Of course, that’s not to say I’m against your plans. The self-testing journey is infinitely romantic, and I’m a hundred percent behind anything romantic. I started pumping fists when I read “I want to be an artist. A writer.” Most people seem to want to dismiss it, since there are so many constraints to compromising stability, be it ideologically or even monetarily. But we’re in an age of institutionalization, media conformity and borrowed ideals, right? I say go for it if you’re able to. Find yourself within it all. It’ll be important.

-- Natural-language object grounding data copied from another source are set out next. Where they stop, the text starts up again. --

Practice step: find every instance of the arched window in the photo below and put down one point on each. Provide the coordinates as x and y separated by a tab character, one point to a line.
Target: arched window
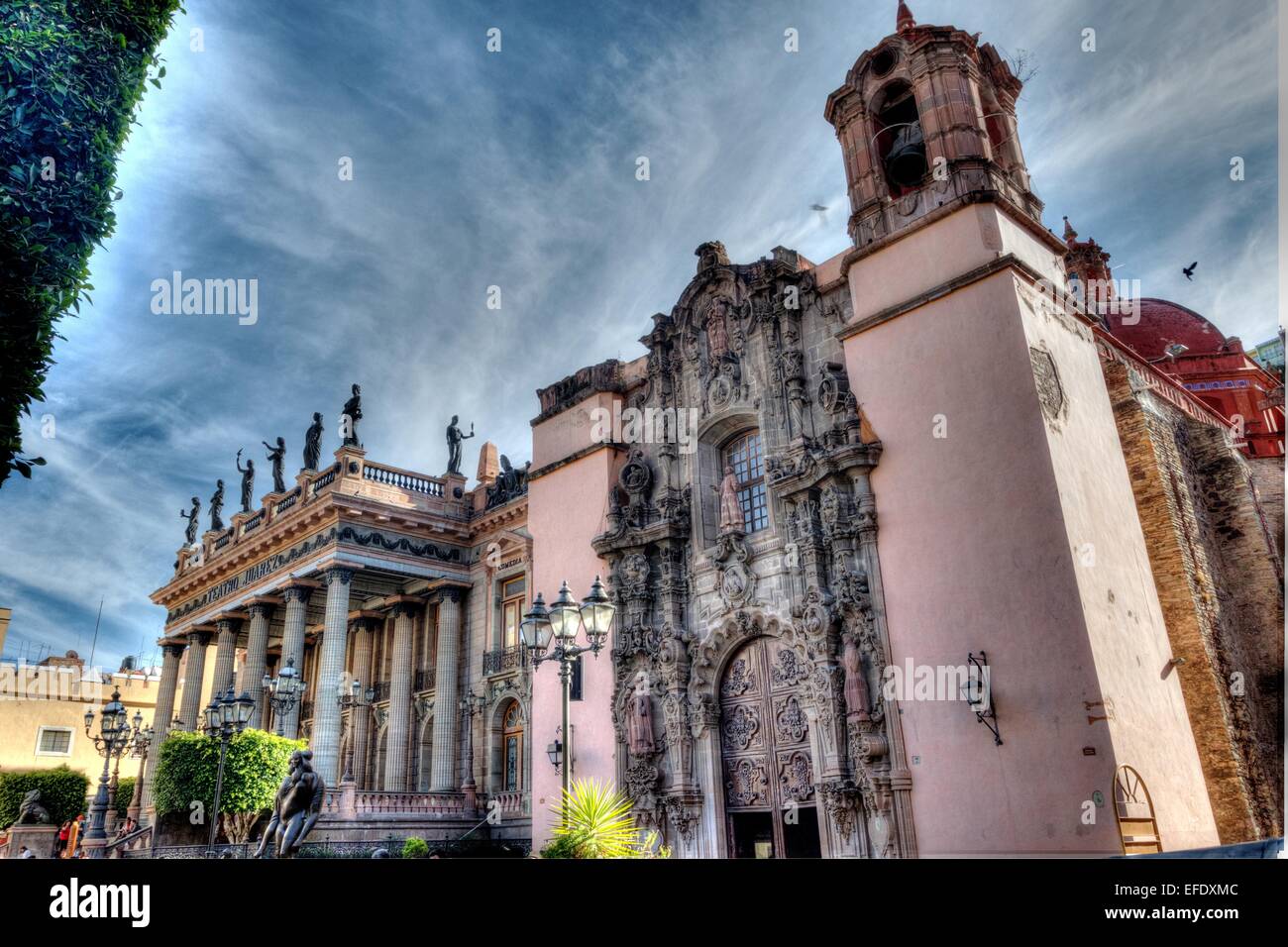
511	749
745	454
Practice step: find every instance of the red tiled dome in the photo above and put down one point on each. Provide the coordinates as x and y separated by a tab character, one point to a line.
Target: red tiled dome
1162	324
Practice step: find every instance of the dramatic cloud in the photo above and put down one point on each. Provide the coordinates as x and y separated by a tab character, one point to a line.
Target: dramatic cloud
516	169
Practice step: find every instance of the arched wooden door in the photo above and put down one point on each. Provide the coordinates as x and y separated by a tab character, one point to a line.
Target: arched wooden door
764	748
1134	810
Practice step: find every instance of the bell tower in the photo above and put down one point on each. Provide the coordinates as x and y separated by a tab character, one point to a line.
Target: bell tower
1008	521
926	120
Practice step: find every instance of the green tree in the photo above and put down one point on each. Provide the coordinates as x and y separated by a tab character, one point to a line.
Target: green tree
71	76
62	792
595	821
188	766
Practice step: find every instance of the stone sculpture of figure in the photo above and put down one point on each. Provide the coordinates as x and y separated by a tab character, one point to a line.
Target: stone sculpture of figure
717	331
352	415
192	515
31	812
295	809
217	506
730	510
454	445
639	725
248	480
313	444
275	455
855	684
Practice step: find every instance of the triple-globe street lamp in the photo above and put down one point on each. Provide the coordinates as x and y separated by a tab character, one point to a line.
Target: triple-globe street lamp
226	716
114	740
561	624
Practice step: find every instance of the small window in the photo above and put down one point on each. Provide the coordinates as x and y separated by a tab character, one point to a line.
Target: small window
513	596
54	741
746	457
511	748
575	684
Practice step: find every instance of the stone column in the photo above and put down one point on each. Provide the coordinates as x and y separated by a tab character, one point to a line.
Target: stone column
161	718
257	646
191	710
292	650
360	718
326	706
446	693
226	656
399	701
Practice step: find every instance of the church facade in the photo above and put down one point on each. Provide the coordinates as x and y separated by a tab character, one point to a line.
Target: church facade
912	552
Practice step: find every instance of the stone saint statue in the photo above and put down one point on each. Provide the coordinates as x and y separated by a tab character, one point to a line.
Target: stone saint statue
352	415
31	812
275	454
639	724
248	480
295	809
217	506
717	331
855	684
192	515
454	445
313	444
730	510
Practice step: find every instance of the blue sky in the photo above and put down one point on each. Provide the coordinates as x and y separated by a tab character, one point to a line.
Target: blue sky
516	169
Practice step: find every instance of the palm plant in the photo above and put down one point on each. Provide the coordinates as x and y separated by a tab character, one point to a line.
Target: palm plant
595	821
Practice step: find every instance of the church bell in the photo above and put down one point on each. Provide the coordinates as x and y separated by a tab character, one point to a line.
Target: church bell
906	163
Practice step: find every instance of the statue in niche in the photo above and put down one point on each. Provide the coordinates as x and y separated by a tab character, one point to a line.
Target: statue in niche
313	444
454	445
639	729
274	455
192	517
717	330
730	510
248	480
217	506
351	415
855	684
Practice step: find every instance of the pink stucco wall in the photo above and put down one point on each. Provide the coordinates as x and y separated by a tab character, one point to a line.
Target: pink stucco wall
566	510
980	540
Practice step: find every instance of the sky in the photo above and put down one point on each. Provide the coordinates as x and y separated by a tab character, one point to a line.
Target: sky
516	169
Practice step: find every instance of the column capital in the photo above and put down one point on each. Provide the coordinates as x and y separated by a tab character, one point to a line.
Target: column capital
299	591
338	574
365	620
262	609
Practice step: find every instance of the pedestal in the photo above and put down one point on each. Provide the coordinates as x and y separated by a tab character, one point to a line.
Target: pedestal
39	839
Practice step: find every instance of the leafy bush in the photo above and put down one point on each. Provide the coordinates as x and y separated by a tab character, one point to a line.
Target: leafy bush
415	848
71	73
62	792
124	793
188	766
595	821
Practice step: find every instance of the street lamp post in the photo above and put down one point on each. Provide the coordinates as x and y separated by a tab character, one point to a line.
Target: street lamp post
349	698
114	738
226	718
140	749
561	622
283	690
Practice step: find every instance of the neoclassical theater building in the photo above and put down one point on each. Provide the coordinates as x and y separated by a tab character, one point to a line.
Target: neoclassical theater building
953	562
408	585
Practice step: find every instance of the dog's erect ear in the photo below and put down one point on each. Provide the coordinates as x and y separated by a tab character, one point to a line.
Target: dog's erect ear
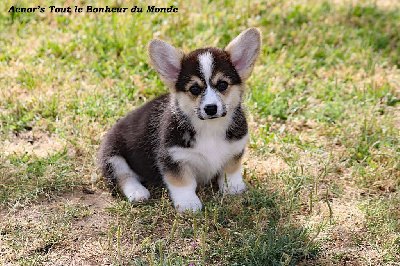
166	59
244	50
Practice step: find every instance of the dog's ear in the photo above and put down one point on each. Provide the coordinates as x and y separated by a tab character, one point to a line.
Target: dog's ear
244	50
166	59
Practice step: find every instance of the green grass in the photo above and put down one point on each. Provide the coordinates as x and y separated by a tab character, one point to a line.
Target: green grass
323	160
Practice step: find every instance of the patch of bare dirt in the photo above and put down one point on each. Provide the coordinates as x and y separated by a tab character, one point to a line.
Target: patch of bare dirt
32	143
69	227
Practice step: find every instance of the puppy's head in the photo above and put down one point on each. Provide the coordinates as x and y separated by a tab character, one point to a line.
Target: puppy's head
207	83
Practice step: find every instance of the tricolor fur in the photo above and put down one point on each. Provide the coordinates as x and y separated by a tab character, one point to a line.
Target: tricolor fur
196	132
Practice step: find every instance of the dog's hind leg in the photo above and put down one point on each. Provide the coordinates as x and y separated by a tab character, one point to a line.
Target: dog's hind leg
127	180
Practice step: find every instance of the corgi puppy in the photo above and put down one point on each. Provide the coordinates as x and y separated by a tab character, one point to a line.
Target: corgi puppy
194	133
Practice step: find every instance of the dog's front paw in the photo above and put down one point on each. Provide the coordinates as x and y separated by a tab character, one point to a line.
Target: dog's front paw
188	205
138	193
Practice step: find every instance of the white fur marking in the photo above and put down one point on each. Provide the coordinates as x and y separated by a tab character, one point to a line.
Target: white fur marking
211	97
128	180
232	183
211	151
206	62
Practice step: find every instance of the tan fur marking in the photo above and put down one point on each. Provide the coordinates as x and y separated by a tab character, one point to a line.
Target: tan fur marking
122	179
194	80
220	76
176	180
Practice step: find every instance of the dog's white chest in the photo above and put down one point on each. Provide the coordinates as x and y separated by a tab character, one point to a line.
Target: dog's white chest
208	155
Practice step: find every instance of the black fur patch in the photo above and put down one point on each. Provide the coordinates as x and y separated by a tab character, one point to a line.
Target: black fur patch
180	131
191	66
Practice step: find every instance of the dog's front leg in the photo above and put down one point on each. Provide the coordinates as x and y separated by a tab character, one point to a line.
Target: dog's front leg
231	181
182	188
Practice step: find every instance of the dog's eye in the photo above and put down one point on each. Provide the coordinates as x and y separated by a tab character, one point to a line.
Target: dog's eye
195	90
222	85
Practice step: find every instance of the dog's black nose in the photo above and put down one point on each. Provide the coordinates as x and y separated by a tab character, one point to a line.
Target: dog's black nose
210	109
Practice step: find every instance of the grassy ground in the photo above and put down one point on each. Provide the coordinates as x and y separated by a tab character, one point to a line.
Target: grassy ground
323	164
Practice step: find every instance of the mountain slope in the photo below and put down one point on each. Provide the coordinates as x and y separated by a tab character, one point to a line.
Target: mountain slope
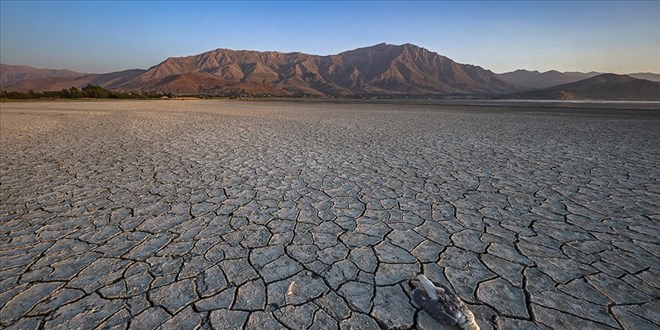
532	80
608	86
379	69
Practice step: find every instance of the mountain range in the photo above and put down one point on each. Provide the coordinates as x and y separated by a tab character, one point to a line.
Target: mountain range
383	69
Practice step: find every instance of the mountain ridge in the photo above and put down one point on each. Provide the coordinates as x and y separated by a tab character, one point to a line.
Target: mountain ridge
381	69
378	70
607	86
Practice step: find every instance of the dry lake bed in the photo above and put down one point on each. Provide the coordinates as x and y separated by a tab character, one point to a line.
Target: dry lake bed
267	215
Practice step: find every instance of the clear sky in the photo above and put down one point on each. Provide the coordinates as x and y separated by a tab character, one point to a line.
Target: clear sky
105	36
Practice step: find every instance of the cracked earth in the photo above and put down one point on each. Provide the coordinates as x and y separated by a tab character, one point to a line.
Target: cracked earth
246	215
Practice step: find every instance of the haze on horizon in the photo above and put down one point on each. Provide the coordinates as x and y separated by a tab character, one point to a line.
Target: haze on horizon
606	36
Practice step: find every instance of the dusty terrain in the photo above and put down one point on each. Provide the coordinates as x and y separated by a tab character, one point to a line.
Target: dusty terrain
222	215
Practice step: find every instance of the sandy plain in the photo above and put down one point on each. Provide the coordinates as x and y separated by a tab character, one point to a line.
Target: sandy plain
228	214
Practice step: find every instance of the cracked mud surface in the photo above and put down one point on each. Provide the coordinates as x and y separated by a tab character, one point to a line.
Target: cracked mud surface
223	215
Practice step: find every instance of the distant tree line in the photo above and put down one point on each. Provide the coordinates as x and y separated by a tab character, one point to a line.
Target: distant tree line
87	92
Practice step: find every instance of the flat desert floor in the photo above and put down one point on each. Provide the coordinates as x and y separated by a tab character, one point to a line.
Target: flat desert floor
266	215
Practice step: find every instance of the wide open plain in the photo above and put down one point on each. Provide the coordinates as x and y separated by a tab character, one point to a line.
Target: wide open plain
265	215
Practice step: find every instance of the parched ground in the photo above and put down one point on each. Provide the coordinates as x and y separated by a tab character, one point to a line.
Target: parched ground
216	214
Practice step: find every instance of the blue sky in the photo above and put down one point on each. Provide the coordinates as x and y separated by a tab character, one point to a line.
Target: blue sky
104	36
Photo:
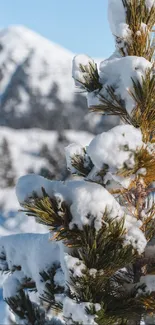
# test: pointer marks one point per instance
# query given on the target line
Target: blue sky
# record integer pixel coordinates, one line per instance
(79, 25)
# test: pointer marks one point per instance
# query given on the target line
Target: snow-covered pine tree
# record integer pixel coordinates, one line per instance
(99, 267)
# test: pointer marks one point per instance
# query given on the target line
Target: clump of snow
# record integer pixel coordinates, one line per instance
(86, 202)
(72, 151)
(74, 264)
(150, 3)
(115, 149)
(11, 286)
(31, 254)
(119, 73)
(76, 312)
(77, 73)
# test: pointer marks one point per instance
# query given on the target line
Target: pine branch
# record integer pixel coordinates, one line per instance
(111, 104)
(90, 77)
(51, 288)
(143, 115)
(82, 165)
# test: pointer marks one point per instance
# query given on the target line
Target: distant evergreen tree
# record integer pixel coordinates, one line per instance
(7, 173)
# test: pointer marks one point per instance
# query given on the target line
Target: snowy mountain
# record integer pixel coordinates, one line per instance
(36, 86)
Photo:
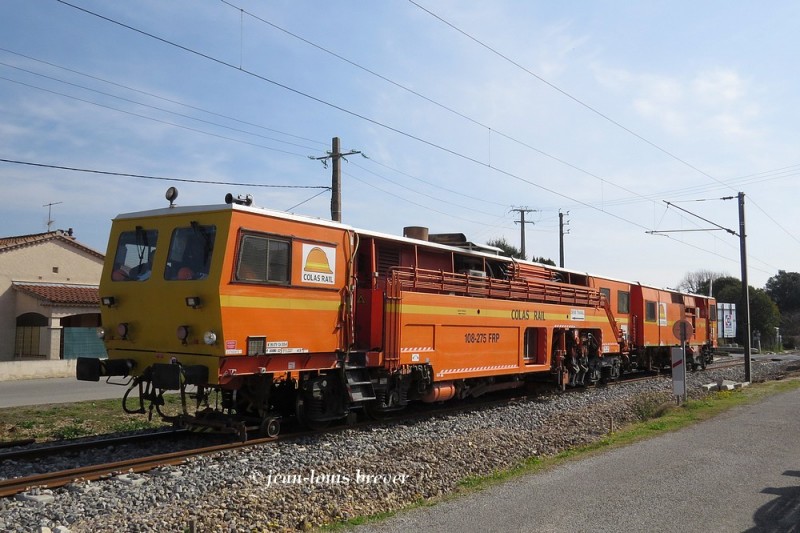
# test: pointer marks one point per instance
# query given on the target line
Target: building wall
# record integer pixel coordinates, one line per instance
(36, 263)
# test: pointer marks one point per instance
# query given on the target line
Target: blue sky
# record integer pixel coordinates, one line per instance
(600, 109)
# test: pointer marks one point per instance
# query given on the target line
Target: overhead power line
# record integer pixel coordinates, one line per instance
(568, 95)
(163, 178)
(159, 97)
(374, 121)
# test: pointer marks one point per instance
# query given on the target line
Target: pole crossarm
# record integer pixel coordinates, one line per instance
(670, 204)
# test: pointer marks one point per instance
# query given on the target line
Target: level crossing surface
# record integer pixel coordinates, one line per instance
(23, 392)
(737, 472)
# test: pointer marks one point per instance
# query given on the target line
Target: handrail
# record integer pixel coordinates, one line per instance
(529, 290)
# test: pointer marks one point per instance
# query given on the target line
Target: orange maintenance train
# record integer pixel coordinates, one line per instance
(256, 316)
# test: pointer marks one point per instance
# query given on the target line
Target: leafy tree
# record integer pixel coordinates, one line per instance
(784, 288)
(764, 313)
(510, 250)
(697, 282)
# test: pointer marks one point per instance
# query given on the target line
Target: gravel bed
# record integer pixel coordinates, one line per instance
(10, 468)
(315, 480)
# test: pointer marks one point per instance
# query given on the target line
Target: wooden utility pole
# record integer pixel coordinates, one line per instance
(336, 177)
(745, 289)
(522, 222)
(561, 234)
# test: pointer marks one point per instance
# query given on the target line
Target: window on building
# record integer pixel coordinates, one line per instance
(30, 329)
(623, 302)
(263, 259)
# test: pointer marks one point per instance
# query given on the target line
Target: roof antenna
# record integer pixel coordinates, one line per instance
(50, 220)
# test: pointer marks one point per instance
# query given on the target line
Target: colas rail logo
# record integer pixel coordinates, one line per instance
(319, 264)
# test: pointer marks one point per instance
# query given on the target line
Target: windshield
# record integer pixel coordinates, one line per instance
(190, 252)
(133, 260)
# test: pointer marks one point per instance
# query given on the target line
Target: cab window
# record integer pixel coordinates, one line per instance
(623, 302)
(190, 252)
(263, 259)
(133, 260)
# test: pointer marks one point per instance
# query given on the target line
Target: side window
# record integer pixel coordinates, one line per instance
(606, 293)
(190, 252)
(649, 311)
(623, 302)
(263, 259)
(535, 347)
(133, 260)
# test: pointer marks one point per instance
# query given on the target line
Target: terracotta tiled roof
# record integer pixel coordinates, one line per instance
(61, 293)
(11, 243)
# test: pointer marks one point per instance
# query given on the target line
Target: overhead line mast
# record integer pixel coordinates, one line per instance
(336, 176)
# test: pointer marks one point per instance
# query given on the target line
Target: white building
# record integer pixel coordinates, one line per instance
(49, 300)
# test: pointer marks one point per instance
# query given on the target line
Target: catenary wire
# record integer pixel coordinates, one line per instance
(153, 95)
(161, 178)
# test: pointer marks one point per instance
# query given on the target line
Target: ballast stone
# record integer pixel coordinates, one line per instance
(37, 497)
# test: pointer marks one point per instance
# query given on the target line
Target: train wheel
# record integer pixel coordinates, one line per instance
(270, 427)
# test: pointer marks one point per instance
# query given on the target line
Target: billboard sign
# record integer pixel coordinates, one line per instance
(726, 316)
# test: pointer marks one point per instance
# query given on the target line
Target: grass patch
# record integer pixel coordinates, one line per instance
(72, 420)
(657, 417)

I’d like to hear how I would’ve responded to this a few months ago, but right now I’m in a positive mood. In fact, maybe I’m even brave enough to say if I ever feel the need to challenge myself thusly in the future I would treasure the hardships of it. That I look forward to it as another part of this life.
Aristotle did say one has to be fifty to be old enough for metaphysics (or was that Plato?) – success or failure, I think (I hope) it’ll be another enriching experience to reflect on later.
October 8, 2010 at 4:49 am
“When does a man die? When he is hit by a bullet? No. When he suffers a disease? No. When he ate a soup made out of a poisonous mushroom? No! A man dies when he is forgotten!”
October 10, 2010 at 4:37 pm
I can’t believe I missed this post before. It brings up so many feelings about my own life and what I really want to do with it.
As of right now, I feel like my future is on a standstill; nothing’s moving. I guess… unlike Lawrence, I am just too afraid to take that chance.
October 11, 2010 at 6:25 am
I’m quite afraid myself… The trick is to be more afraid of moratorium.
At least if you go to med school, you’ll definitely be moving forward. It’s just a question of if that’s the particular direction you want to go.